Pivot Tables Transformed To Work with SSIS

You can work with pivoted data in SSIS package, as if it were just another data set. But it requires the Pivot transformation and jumping a few hoops to get there.

The Pivot transformation is one of the most useful transformations in SSIS, and also the biggest pain to configure. It comes with one editor, the Advanced Editor, so no pretty GUI here. Let's walk though an example and hopefully it will help you learn how to use pivot. First off, let's define the source data and the destination of our pivoted data. We will work from a small set of survey data where each person was asked four questions as shown in Fig. 1.

There are three surveys, each with four questions. We want to pivot this data so that there is one row of data for each survey and the answers are in columns, as in Fig. 2.

Sample input for working with Pivot Transformations.
Figure 1. Sample input for working with Pivot Transformations.

 

Pivot Transformation layout
Figure 2. How our Pivot Transformation will lay out the data we seek. (Click image to view larger version.)

This is where our Pivot Transformation comes into play. Each source column needs to have a PivotUsage assigned to it in order to tell SSIS how to handle the column during the pivot. The valid values are as follows.

  • 0 - The column is not pivoted
  • 1 - The column is part of the set key. This identifies the grouping of data. In our example, SurveyID will be a 1 to define one row for each survey.
  • 2 - The column is a pivot column. The data in this column will be used to provide the new column names. In our example, each question will become a column, so Question will have a value of 2
  • 3 - The values from this column are placed in columns that are created as a result of the pivot. In our case, each Answer will be placed in the new question columns, so Answer will have a value of 3.

Now that we have the PivotUsage values, we can configure the Pivot Transformation. When you open up the Pivot transformation, the first thing you need to do is define the input columns that you want to work with. Naturally, it's done through the Input Columns tabs. Fig. 3 shows that we've selected to work with Question, Answer and SurveyID. We are ignoring the id column, as it is a tracking column in the source table and not needed in our destination.

Input Columns tab
Figure 3. Configure information you'll want in your Pivot Transformation using the Input Columns tab. (Click image to view larger version.)

Next we switch to the Input and Output Properties tab (Fig. 4). Here, we need to expand Pivot Default Input and then Input Columns. Now we need to set the PivotUsage value for each column. Question will be a 2, Answer will be 3, and SurveyID will be 1.

Input and Output Properties tab
Figure 4. Input and Output Properties tab is where you expand what you want in the Pivot Transformation. (Click image to view larger version.)

Now here is where it gets a little weird.
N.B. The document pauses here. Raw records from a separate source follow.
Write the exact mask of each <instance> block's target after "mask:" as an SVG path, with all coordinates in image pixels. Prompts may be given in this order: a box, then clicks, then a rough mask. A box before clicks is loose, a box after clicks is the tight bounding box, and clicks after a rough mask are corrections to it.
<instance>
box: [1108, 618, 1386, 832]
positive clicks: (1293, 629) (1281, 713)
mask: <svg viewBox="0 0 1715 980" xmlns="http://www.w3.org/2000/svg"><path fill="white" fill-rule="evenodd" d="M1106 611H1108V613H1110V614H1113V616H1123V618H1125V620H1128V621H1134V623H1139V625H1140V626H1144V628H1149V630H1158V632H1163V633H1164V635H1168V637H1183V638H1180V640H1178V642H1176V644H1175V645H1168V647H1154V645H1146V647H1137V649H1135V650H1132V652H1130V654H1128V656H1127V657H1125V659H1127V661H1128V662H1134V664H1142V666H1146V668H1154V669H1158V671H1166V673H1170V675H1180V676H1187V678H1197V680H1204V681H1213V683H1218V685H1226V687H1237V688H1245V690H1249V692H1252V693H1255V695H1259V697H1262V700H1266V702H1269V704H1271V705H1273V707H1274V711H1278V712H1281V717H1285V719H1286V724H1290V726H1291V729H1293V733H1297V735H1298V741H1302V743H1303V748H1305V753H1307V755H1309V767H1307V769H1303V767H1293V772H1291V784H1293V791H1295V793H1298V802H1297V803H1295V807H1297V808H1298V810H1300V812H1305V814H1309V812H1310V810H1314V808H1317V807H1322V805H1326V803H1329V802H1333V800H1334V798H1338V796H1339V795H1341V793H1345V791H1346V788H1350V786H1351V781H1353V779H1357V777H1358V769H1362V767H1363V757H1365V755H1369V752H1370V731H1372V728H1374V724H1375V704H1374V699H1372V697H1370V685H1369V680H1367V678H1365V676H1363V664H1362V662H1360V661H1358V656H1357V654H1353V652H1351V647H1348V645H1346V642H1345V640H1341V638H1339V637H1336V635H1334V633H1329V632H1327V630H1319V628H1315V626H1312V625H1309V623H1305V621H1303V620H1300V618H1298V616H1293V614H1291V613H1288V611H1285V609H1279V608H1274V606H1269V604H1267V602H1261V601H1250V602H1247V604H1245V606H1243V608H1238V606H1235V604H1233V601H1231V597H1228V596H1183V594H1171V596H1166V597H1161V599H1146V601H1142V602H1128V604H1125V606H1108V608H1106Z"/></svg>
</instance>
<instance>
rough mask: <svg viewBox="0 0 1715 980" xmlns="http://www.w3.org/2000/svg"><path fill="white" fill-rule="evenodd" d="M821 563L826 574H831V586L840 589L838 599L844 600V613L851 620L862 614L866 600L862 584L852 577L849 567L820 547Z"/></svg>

We have to add columns to output for each column that will exist after the pivot. In our case, we will have the five columns we saw earlier in our example destination.

To add the columns, expand Pivot Default Output and select Output Columns. Next, click the Add Column button five times. Then you will need to go through each column and set up a more logical name than the default of Column, Column 1, etc. Select each column and change the Name property so you end up with five columns named SurveyID, Name, Height, FavColor, and Age, as shown in Fig. 5. (Note that I called the Favorite Color column FavColor to save space).

Adding columns as needed for output.
Figure 5. Adding columns as needed for output.

So now that we have an input and an output, we need to connect the two. This is done by setting the SourceColumn property on each output column to the LineageID property of the correct input column. This tells the transformation where each output column will get its data. So, the first output column, SurveyID, comes from SurveyID. The value for the other four output columns all come from Answer input column. So for SurveyID, we find the input column LineageID on the property page, as in Fig. 6.

Mapping inputs to outputs
Figure 6. Mapping inputs to outputs can be tricky. Like in this example. (Click image to view larger version.)

Now you will need to write down that value or remember it and then manually enter it into the SourceColumn property of the SurveyID output column (see Fig. 7).

Write it down
Figure 7. Make sure to write down the value of LineageID, as it's not intuitive how to map the input and output columns together. (Click image to view larger version.)

Repeat this step and enter the LineageID from the Answer input column into each of the other output column's SourceColumn property.

We are almost there, but we have one more step. For each of our new output columns, Name, Age, FavColor, and Height, we need to tell them which values in the Question column signify that the data belongs in each column. This is done by setting the PivotKeyValue for each of these columns to the actual text in the Answer column. What this means, basically, is that this answer is for the question contained in this column. So for the Name column, we enter "Name" into the PivotKeyValue. This tells the transformation to take the value from the Answer input column and place it in our Name output column anytime it encounters the text "Name" in the Question column.

PivotKeyValue
Figure 8. Specify the PivotKeyValue properties. (Click image to view larger version.)

That's it! Now, we can work with the pivoted data in our SSIS package, just like any other data set. I know that's a lot and it is very confusing, but if you play with it a few times you will get it. Good luck and happy coding.